Thursday, October 31, 2024

A Road trip to Sathyamangalam

Trip members: Karthik and family

Trip date:  25 Oct- 27 Oct 2024

Trip Plan : Chennai - Gobi - Sathyamangalam - Hasanur - Germalam - Gobi - Chennai

Route - Tambaram - Athur - Sangagiri - Gobi - Bannari - Dimbum - Germalam - Dhondenling - Hasanur - Gobi - Thiruvannamalai - Tindivanam - Tambaram

This was a 3-day tour with quite bit of road time - 1000+ kms; primarily to explore the ghat roads in Sathyamangalam area.


Day-1

Friday morning, by 5:45 AM we started from Chennai and cruised through the highway towards Gobichettipalayam. The plan was reach Gobi mid-day; check-in, visit Kodiveri and few local popular temples. We stopped for breakfast at Vikravandi A2B around 7:45.

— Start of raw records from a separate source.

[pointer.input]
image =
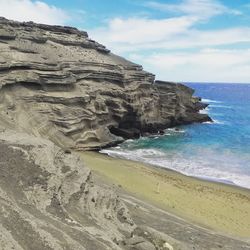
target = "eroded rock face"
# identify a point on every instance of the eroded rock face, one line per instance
(57, 83)
(49, 201)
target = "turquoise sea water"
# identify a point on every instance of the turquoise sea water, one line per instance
(218, 151)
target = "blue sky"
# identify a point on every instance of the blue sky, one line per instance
(178, 40)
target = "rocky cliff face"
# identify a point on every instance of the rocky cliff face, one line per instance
(49, 201)
(57, 83)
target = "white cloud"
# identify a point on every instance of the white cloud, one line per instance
(135, 34)
(201, 8)
(141, 30)
(37, 11)
(212, 65)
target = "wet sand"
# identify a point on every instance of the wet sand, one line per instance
(220, 207)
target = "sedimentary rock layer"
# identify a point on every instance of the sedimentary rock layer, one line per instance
(58, 83)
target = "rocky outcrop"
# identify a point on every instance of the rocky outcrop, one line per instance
(57, 83)
(49, 201)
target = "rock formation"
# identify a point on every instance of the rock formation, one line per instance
(57, 83)
(60, 90)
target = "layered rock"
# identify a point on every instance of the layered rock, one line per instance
(57, 83)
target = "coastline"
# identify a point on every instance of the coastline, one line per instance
(224, 208)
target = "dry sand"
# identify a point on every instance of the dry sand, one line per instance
(220, 207)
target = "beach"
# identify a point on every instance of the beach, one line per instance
(220, 207)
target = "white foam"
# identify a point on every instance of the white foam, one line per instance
(210, 101)
(213, 167)
(219, 106)
(175, 130)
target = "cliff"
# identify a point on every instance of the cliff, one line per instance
(57, 83)
(60, 90)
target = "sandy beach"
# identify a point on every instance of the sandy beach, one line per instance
(220, 207)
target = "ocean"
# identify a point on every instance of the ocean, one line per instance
(218, 151)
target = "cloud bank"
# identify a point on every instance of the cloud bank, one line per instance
(37, 11)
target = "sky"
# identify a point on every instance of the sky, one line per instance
(177, 40)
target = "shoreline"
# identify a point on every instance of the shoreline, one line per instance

Overall, the route through Athur, Salem bypass and then through Chithode to Gobi was a smooth ride all through. We took a tea break near Sangagiri at Hotel Amutha Surabi - they had so many varieties of snacks and sweets that you cannot find in other places.

Reaching Gobi

I had booked rooms at Hotel Emaraald House - one of the best stays in Gobi, which also hosts a veg restaurant - Amutha Surabhi, truly a great place to have food. The rooms were not available online, I called the hotel and booked the rooms. The rooms were very spacious, super clean and truly a class apart for approx. 3k each.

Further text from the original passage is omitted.